Post # 1
My boyfriend’s younger sister broke up with her husband a few months ago and had a new boyfriend like right away. I actually think she was seeing this guy on the side before the separation, but whatever. She officially filed for divorce the day before yesterday.
Last night we had dinner with my boyfriend’s family. It was the first time we’d seen any of them since we got engaged so they were asking questions about the wedding and stuff. Every time we started talking about it, the new guy would steer the conversation to how serious him and my boyfriend’s sister are (they’re living together already). He even started talking about *their* future wedding, and she’s not even divorced yet! She sent the papers in the DAY before! And he was dropping little comments about family members that I don’t think he has even met yet, acting like he knows them or something.
I felt like he was trying to one-up me in some way. I was taken aback, and later after we went home I started feeling annoyed. I’ve been with my boyfriend for almost a decade at this point, so I know I shouldn’t be bothered by his attempt at competing with me, if he’s even doing that at all– it’s probably all in my head. And then I feel petty for even caring about this. He seems like a nice guy and his eagerness to settle down with the sister is none of my concern.
Would this bother any of you? How do I get over myself and stop caring about this nonsense? It’s been bugging me all day.
Post # 3
I wouldn’t take it personally. There are always people who try to turn conversations around to talk about themselves. Just have to ignore it.
Post # 4
@lampshade: That would rub me the wrong way too. Who does he think he is? You’ve earned your place. He hasn’t.
Post # 5
Yup. And any guy who would move in with a woman before she files for divorce… i dont know… it’s a little odd.
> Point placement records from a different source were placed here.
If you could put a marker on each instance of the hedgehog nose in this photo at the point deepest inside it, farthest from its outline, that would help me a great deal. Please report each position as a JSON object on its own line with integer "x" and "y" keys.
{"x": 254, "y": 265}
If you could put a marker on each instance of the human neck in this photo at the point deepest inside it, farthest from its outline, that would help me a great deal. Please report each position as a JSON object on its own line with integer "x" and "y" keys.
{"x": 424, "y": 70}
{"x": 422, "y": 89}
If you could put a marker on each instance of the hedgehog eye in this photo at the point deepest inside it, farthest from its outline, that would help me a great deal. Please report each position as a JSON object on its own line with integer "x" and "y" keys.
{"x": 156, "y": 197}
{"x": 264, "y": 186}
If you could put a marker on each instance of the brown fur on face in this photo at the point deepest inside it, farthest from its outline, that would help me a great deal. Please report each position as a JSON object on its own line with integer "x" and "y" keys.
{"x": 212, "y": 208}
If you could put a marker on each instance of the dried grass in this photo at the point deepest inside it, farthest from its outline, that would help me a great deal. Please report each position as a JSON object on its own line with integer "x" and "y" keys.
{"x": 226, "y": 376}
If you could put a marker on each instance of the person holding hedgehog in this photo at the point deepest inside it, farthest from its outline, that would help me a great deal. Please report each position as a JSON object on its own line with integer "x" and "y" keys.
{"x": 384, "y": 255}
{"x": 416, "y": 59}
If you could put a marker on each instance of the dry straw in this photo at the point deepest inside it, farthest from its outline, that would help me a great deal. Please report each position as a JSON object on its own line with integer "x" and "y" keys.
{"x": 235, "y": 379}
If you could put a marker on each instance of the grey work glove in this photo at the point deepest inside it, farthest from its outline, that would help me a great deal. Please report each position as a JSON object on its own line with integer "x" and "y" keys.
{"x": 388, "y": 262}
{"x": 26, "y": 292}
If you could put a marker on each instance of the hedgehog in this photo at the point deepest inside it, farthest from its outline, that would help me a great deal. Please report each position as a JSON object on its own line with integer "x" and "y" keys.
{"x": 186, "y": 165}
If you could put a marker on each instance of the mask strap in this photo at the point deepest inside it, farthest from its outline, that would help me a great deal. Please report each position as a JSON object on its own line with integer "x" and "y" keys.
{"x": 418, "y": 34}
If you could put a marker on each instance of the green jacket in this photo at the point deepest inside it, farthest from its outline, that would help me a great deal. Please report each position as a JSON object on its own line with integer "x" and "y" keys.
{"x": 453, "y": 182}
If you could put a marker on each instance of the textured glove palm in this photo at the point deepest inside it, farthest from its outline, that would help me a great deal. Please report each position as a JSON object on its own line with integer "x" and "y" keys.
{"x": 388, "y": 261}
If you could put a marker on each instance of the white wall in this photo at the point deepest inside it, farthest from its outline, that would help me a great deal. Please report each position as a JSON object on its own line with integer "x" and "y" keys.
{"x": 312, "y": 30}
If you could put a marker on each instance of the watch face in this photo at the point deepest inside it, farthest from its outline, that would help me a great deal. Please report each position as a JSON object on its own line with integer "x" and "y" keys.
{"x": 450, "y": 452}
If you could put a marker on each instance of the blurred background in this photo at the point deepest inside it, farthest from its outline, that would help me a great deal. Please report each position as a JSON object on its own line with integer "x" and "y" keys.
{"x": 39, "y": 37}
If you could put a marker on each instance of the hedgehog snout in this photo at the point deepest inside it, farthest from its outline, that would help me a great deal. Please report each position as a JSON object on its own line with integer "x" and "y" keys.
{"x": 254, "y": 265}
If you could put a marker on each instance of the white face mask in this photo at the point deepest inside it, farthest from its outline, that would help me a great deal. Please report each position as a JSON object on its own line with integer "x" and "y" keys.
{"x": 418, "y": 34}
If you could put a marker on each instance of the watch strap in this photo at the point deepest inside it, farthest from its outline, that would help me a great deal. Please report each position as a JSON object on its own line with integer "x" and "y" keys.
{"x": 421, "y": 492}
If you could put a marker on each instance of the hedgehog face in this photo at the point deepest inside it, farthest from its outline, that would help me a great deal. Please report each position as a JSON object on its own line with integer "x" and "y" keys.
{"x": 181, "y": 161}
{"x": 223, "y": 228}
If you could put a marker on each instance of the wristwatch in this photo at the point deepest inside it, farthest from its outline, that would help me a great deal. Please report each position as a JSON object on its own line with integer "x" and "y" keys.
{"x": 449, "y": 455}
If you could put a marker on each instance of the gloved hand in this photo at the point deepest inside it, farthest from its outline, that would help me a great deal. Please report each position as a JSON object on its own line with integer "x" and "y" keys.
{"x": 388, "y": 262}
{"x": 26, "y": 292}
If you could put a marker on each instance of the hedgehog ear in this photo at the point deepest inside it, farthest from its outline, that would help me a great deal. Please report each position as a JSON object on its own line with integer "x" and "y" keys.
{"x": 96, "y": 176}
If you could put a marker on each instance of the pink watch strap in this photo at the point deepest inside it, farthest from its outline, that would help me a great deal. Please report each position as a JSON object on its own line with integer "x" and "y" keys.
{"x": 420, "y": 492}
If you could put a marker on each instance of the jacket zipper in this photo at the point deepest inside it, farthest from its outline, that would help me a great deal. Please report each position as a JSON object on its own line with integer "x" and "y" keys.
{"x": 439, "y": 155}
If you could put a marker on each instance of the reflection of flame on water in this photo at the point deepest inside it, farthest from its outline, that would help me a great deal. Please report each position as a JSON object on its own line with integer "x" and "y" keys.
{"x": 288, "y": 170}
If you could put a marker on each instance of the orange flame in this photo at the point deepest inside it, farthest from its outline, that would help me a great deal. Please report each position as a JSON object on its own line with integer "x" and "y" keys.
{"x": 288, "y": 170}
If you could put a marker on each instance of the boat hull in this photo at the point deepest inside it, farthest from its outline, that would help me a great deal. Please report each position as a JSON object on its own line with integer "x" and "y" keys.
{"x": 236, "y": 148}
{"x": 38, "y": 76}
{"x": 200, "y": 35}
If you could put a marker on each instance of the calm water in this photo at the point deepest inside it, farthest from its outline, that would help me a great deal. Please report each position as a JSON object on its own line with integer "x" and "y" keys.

Men don’t usually try to rush into a committment. I would be super annoyed and probably would have been rude to him. As a parent, I would be concerned by someone so eager.
Post # 7
He is young and infatuated with the sister so I think he is just really gung-ho right now and going a little overboard with things.
It wouldn’t have bothered me if he kept changing the subject to something else entirely when we were talking about the wedding– a lot of people don’t find wedding chitchat very interesting. But every single time, he would start talking about his relationship with the sister and act like they’ve been together forever or something. It was weird and it put me off.
Post # 8
how young is young?
That’s a little rude to try to steal your spotlight, IMO.
Post # 9
My boyfriend and I are in our late 20s, so there’s not that much of an age difference, but we have been together since we were younger than him (we were 19 and 20). By the time we were his age we’d been dating for a few years already and we still weren’t thinking about marriage, nevermind after we were dating for only a couple months. I just don’t get it, I guess!
Post # 10
Maybe he realizes the situation isn’t ideal and is just trying to make himself look good.
Post # 11
I’m guessing you aren’t the only one that probably noticed her new boyfriend’s odd behaviour too. Did you speak to your SO about it at all? I’d be annoyed at it too, but honestly just ignore him. Just speak about the wedding to SO’s parents and not around his sister and her new bf.
Post # 12
When I had been dating DH for around three years, one of my fickle best friends started dating this guy who made a lot of money but had a stressful career (successful indie video game designer). They were “so in love” because he spent a ton of money on her. Within two months she was asking me if it would be okay if they got married before DH and me (likeI care). She also went on and on about how their two month relationship was stronger than ours and they moved in together within three months of dating. Yes, it bothered me a great deal but she’s just competitive that way. Anyway, 3.5 months after they started dating and two weeks after they moved in together, they had a terrible break up where he actually paid her off. He writes about what a mistake she was and what a horrible and controlling girl she is online. He even went so far as to say that she was the worst girlfriend he has ever had and he’s had girls cheat on him.
Well my point is that people like this are annoying but just wait and see. These things have a tendancy not to work out.
Post # 13
@lampshade: I would say, this is perfect outlet to vent concerns and to try not to take it too personally or bring it up with Fiance or family. But I will say, listen to your little inklings, and if you’re feeling even a little of that competitiveness on some level, it probably does exist in one way or another. I don’t think it’s all in your head! Unless he becomes rude or condescending or disrespectful in any way, I wouldn’t make it an issue. Just come on here and vent!
Post # 14
It wouldn’t bother me. I would probably just laugh at it quietly to myself.
Post # 15
Maybe he’s not trying to compete and he genuinly interested in marrying your SIL or he is trying to show her parents that he genuinely cares about her and is serious. Try to be happy for them, even if they do get engaged, it won’t take away from your wedding and marriage.